Analyzing the force profile of elastic during this movement, one immediately notices how this is exactly opposite to that of the latissimus dorsi. During the pull-ups, the elastic is stretched and gives a lot of assistance but provides minimal support in the final part as it returns closer to its contracted shape.

It is undeniable that eventually, a person that regularly performs pull-ups with a band will eventually be able to complete free pull-ups. It is not the most effective way to progress, however, and once full pull-ups can be achieved, further use of the elastic will not aid additional progression effectively as the amount of assistance cannot be quantified.

If the elastic is not the most effective training aid with pull-ups, how can progression to bodyweight pull-ups be achieved more efficiently? As the problem is not being able to lift the entire body weight, the solution is to lift a lighter weight initially.

Pull-ups can start from a standing position,  pull-ups suspending the entire body from a bar, pull-ups from a sitting position with some of the bodyweight resting on the floor to reduce the effective workload. If available, use rings for your firs pull-ups, to begin with as they allow a more rectilinear trajectory and the ability to rotate the wrist makes the movement like the mechanics of pull-ups action. If rings are not available, a bar located lower than the classic ones can be used. Both options are available using Omnia.

Pull-ups from the seated position mean you can only the weight of the trunk must be lifted, rather than the combined weight of the trunk and lower limbs. At a very early stage of pull-ups, it may also help to use the legs to push slightly, further reducing the effective load.
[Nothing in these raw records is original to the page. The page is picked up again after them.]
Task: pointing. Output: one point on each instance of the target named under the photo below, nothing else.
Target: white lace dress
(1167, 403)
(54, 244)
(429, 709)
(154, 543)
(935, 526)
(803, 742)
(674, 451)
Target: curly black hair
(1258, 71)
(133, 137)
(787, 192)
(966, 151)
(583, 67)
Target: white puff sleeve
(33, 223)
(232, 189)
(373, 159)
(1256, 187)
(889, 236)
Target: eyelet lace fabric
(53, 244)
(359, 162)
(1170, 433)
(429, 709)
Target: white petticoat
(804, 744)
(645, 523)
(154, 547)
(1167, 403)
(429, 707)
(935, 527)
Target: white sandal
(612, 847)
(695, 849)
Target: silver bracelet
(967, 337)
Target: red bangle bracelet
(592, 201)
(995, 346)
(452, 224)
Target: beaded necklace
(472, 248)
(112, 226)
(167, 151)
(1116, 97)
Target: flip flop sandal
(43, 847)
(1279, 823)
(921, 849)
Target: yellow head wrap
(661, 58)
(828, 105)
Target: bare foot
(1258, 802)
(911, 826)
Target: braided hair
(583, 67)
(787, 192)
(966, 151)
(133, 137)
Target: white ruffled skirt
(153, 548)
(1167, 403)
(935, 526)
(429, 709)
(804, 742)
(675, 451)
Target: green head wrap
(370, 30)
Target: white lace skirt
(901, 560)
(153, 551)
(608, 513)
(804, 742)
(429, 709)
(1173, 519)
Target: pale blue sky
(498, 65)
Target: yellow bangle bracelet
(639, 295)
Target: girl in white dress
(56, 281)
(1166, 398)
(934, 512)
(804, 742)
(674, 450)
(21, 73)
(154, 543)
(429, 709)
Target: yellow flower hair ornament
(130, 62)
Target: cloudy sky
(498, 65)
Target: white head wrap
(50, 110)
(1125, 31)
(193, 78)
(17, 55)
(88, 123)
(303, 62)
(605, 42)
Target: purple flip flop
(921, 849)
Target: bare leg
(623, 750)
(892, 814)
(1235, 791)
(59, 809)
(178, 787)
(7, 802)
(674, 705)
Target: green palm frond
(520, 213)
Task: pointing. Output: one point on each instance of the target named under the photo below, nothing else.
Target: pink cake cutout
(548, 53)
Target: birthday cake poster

The dynamics of the pull-ups exercise are respected, and overload can be progressed gradually simply by changing foot position to offer less assistance over time. Once pull-ups can be performed with the legs outstretched (still maintaining foot contact on the ground but not pushing to assist) the addition of a foot rise such as an aerobics step under the heels will offer a means of further progression.

As much as there are unavoidable fixed points, it is correct to say that there are not always right or wrong techniques, it is necessary to contextualize every detail of an exercise to understand why it is being performed in a way. Biomechanics helps in this, by going through the various "why" of movements, analyzing them and showing what is the safest and most functional way to move.

It is possible to achieve results by contradicting every basic law of biomechanics, but at what cost?

What matters is not simply to train today, but to obtain predictable results in a time-efficient and safe manner, improving the likelihood of achieving goals and minimizing the risks inherent in exercise.